I sometimes joke that I’ve held nearly every job in a church that doesn’t involve playing the organ. In roughly reverse chronological order, I’ve been something like: rector, assistant rector, curate; Godly Play teacher, seminarian, wedding coordinator; administrative assistant, campus minister, summer assistant sexton/floor-waxer, and (this one was unpaid) Christmas pageant spotlight operator.
This was one of the highlights of my (in retrospect, extremely churchy) youth. For a few years during high school, my friend Tom and I would sit up in the church balcony and act as a very minimal crew. One of us would handle sound effects: rhythm sticks for Mary and Joseph’s knocks on the hotel doors, jingle bells for the appearance of the angels, and so on. The other, trying not to burn himself as our decades-old spotlight overheated, would point the spotlight here and there and flip the switches for a variety of tinted and opaque shutters, trying and inevitably failing to highlight Gabriel’s radiant splendor at precisely the right moment.
It was a significantly less-polished production than some (I could name more than one parish pageant that involves live-animal rentals and/or competitive auditions!), but still more involved than most.
Whatever the nature of the Christmas pageant, though—whether the costumes are simple or ornate, whether the words are a memorized script or a read narrative, whether there’s a menagerie of live animals or simply a bunch of kids making animal noises—every Christmas pageant does the same exact thing. It reenacts the story first told by an angel to the shepherds long ago: “Behold, I bring you good news of great joy that will be for all the people. For unto you is born this day in the city of David a Savior, who is Christ the Lord.” (Luke 2:10-11)
It’s a story so familiar and yet so strange that the differences between our many pageants and retellings barely matter. However cute or serious the actors, however shoddy or precise the lighting, however real or imaginary the animals, the story remains the same: a Savior wrapped in swaddling clothes and lying in a manger; a God made flesh in a child’s vulnerable form; a holy family exhausted at the end of a long journey, only just beginning their season of exhaustion.

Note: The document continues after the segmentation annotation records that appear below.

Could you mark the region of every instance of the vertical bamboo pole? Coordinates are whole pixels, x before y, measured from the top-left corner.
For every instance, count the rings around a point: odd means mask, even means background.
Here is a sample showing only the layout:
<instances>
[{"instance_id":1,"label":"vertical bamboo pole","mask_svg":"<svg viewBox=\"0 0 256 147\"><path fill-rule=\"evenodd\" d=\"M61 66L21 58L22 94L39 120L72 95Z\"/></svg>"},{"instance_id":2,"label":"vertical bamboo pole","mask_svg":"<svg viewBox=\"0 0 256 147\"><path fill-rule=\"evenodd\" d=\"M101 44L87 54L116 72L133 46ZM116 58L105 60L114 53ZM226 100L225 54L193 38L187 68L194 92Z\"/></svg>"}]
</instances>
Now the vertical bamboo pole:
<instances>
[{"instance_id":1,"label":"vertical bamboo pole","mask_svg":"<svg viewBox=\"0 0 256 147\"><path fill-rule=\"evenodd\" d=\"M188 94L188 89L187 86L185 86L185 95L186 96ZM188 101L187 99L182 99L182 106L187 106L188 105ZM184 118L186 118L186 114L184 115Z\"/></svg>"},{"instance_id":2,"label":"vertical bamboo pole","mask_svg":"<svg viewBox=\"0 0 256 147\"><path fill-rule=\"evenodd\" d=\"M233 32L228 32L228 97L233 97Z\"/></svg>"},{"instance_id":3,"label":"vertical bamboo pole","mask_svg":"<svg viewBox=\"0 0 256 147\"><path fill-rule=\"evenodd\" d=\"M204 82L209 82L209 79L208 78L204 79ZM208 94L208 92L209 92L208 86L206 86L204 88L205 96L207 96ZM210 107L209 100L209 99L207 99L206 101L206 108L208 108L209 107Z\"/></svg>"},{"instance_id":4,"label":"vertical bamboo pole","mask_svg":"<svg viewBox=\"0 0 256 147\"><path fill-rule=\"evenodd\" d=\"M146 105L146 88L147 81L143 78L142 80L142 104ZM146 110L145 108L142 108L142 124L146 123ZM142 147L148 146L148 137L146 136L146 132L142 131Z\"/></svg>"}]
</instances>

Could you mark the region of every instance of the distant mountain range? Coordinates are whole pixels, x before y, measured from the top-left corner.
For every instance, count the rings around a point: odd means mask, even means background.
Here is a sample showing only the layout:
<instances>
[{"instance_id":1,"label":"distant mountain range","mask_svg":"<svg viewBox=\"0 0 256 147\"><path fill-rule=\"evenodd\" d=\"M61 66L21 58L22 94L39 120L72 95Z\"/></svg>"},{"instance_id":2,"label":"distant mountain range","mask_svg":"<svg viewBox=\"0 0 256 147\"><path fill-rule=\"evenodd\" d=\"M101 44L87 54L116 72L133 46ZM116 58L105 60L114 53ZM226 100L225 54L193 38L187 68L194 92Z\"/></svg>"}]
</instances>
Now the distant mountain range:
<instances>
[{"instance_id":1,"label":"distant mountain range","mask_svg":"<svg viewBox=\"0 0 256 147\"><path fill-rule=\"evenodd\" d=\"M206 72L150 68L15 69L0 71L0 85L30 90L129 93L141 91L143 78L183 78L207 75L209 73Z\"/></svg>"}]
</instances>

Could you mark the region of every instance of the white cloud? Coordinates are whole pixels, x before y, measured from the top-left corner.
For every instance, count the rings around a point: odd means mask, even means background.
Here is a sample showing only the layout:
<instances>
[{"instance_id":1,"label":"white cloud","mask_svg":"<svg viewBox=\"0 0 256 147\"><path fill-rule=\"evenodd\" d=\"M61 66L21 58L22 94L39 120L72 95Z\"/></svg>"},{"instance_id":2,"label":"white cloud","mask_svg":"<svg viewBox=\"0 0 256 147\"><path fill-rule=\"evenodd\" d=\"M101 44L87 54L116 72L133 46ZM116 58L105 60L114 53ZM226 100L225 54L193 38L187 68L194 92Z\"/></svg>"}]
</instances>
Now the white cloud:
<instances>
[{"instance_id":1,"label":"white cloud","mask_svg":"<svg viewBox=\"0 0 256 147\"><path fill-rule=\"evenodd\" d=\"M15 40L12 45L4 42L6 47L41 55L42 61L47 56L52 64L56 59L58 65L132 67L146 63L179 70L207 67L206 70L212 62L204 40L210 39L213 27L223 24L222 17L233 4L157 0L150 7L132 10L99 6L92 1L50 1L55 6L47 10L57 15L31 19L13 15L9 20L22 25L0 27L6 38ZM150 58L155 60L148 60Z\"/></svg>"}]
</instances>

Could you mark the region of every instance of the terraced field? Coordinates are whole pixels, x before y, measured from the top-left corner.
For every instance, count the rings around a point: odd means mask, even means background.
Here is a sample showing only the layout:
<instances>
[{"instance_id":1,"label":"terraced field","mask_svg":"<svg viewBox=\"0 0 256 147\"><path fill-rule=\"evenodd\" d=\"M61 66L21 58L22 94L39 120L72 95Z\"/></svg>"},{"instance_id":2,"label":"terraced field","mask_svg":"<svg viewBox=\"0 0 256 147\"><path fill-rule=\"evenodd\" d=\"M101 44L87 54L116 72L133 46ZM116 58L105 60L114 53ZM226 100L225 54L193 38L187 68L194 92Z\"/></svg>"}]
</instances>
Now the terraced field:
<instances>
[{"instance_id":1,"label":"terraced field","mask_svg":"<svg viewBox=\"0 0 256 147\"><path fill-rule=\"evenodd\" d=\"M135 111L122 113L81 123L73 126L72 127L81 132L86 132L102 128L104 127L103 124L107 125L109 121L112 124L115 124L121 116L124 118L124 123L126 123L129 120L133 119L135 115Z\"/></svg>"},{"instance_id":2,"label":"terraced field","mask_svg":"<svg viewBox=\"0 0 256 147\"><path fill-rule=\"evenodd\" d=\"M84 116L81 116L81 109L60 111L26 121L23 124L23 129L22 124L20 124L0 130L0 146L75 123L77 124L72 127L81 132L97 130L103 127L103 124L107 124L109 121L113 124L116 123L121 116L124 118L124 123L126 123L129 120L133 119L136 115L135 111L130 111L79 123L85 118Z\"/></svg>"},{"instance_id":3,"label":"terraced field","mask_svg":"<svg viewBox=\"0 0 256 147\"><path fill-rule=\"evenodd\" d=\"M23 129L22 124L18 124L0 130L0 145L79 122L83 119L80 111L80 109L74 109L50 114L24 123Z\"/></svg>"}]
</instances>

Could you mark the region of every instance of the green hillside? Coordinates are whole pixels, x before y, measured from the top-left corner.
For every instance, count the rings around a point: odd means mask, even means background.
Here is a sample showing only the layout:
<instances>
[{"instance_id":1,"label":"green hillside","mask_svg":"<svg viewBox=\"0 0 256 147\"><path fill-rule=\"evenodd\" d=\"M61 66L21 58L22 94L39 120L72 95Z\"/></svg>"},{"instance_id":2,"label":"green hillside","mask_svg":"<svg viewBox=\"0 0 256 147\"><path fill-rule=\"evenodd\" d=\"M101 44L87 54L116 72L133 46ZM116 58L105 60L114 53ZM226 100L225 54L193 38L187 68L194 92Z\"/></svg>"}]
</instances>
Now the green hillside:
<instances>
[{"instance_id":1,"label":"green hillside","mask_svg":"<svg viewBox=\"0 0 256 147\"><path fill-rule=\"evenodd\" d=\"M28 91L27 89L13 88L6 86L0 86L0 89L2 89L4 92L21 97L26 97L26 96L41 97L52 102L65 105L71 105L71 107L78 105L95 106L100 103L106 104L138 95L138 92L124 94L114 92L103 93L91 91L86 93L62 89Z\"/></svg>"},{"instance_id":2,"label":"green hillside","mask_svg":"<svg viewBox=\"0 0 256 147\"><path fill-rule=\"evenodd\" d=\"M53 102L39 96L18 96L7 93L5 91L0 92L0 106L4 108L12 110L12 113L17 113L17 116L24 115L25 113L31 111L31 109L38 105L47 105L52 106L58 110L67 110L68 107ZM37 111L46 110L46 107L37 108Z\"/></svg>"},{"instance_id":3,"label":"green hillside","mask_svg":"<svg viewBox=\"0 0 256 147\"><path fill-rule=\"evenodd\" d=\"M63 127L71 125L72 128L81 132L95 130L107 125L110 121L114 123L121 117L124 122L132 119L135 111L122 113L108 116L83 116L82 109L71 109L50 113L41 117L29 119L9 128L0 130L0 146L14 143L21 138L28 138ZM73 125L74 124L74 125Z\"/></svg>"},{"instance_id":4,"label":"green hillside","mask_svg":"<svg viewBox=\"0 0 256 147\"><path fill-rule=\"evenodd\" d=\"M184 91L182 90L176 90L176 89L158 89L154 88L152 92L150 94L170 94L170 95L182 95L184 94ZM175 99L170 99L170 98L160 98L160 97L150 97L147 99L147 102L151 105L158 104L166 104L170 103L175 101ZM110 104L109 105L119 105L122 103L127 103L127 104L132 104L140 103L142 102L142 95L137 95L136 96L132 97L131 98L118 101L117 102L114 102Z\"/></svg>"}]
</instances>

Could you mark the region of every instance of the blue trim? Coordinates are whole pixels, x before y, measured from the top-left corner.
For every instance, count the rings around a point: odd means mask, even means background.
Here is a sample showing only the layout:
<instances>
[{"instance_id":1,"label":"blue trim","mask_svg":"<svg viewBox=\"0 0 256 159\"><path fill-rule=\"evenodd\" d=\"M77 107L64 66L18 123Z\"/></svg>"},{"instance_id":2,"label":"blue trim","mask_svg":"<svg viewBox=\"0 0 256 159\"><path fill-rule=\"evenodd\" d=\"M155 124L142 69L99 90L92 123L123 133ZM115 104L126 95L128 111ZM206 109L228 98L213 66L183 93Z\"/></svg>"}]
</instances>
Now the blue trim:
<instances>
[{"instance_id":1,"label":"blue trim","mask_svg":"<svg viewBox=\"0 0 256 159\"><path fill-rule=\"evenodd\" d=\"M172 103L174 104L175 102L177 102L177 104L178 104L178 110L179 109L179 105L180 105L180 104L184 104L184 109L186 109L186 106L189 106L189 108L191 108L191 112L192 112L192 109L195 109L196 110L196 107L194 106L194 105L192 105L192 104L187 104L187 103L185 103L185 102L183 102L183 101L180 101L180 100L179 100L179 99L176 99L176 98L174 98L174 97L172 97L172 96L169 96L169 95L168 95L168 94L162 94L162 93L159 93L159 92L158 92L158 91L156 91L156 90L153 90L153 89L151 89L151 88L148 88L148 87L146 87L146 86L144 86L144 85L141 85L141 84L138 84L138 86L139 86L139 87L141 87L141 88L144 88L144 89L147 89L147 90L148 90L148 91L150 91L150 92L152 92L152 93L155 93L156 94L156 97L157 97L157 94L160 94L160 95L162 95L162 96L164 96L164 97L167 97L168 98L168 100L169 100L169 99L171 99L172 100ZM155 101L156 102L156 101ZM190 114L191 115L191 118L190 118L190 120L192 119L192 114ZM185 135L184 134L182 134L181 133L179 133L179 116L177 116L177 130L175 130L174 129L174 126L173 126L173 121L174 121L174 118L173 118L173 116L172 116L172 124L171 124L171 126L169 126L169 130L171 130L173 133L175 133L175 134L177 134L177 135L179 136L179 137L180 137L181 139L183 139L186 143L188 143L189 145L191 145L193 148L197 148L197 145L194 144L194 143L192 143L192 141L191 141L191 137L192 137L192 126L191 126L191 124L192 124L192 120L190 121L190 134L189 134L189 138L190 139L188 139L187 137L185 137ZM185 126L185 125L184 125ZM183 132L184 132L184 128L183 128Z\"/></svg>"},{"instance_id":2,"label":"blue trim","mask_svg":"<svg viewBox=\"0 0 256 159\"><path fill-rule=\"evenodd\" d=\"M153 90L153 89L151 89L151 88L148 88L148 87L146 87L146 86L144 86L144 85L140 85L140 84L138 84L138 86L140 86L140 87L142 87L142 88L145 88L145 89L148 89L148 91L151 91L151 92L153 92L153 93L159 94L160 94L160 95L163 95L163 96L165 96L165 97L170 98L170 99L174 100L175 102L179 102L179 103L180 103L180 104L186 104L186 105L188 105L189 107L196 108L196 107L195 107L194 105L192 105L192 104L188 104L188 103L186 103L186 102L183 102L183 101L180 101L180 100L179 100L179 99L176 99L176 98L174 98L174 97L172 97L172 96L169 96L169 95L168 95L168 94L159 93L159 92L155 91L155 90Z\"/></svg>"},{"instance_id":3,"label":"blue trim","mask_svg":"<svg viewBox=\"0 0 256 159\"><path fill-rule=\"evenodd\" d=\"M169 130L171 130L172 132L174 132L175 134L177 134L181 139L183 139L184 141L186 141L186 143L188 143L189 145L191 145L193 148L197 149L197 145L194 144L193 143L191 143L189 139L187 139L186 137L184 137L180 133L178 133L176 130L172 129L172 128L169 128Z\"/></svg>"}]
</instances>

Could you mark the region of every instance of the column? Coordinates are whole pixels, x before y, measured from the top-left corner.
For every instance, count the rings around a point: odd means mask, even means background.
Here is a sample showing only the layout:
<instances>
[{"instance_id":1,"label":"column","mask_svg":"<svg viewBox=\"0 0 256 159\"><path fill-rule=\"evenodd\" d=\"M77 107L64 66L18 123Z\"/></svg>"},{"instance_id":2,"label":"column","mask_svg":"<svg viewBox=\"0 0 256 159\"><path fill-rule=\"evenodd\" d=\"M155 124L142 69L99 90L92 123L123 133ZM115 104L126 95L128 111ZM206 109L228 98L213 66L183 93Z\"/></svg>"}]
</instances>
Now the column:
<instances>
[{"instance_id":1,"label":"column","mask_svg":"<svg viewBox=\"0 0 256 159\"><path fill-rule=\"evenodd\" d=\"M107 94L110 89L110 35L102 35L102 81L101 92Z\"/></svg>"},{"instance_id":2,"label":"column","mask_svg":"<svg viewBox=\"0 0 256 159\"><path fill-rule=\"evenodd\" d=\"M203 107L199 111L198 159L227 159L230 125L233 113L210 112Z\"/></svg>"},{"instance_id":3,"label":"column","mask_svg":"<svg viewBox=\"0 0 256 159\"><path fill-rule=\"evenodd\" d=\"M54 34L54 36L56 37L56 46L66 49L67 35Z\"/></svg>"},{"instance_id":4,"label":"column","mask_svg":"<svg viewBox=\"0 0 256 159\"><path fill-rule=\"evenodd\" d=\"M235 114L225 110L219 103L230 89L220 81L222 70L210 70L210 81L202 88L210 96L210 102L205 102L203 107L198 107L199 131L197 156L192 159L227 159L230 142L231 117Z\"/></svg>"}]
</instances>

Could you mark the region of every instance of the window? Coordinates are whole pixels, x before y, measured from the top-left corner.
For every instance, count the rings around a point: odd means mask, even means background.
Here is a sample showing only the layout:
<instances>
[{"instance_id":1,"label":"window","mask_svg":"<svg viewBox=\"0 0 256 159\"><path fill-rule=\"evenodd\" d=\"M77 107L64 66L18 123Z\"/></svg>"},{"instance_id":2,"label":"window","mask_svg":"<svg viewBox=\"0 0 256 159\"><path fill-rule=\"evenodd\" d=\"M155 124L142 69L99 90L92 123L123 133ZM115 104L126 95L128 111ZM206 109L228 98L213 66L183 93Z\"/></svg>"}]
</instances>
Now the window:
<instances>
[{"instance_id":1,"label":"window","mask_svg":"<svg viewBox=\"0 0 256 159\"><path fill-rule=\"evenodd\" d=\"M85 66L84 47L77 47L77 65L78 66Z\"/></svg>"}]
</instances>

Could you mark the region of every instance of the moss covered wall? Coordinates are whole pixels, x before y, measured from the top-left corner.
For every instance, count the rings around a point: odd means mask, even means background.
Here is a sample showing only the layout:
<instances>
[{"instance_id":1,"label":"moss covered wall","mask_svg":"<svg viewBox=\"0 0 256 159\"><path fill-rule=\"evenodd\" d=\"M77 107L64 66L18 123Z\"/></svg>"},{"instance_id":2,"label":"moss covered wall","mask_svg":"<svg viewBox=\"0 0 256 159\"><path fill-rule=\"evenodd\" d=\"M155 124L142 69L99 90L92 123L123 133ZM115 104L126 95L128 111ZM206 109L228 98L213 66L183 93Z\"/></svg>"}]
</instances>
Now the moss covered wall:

It’s a story that’s simple but enigmatic, familiar but bizarre, unnoticed but world-transforming; a story that reaches us in very different ways in very different circumstances and at very different times of our lives. It’s a story, in other words, that’s better suited to a pageant than to a sermon, to an enactment rather than an exegesis!
So “let us now go even unto Bethlehem, and see this thing which is come to pass.” Let us return, as we do every year, to the scene of Jesus’ birth, to a family who are poor, and tired, and looking for a place to stay. And let us prepare ourselves to greet him, whenever and wherever we find him in our world.
This year’s Christmas Pageant will be held on Sunday, December 19, the Fourth Sunday of Advent, during the 10am service.